Посвящается Зинаиде Павловне Дементьевой

Нина Ивановна , спустя много-много лет, все-таки вернулась однажды в Ильинку. В храме она остановилась перед кануном, сжимая в руке пучек простеньких свечечек; зажигая и расставляя их, шептала имена, на мгновение воскрешая в памяти полузабытые лица давно ушедших.

Вошла сегодня в храм Нина Ивановна без опаски, не остерегаясь осуждающего чужого глаза, не как в далекой юности...
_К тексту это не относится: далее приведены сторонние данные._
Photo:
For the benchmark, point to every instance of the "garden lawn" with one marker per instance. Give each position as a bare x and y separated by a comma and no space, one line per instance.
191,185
Тогда все ее еще звали просто Нинкой-Ниночкой. Она собиралась идти учиться в десятый класс, когда ее отца, подполковника, заместителя командира танковой части, из города в Подмосковье перевели в глухую северную глубинку. Нинка с мамой особо не отчаивались, собрались быстро: что поделать, судьба военная такая. Да и отца с войны четыре года ждали, вернулся совсем недавно.

Нинка теперь после уроков в новой школе — бывшем купеческом особняке в центре городка домой не мчалась, как угорелая — не мелочь пузатая уже, а вышагивала, не торопясь, в окружении сверстников, форсисто задрав носик и помахивая портфельчиком в руке. Голову рослой Нинки украшала свернутая в тяжелую корону русая коса.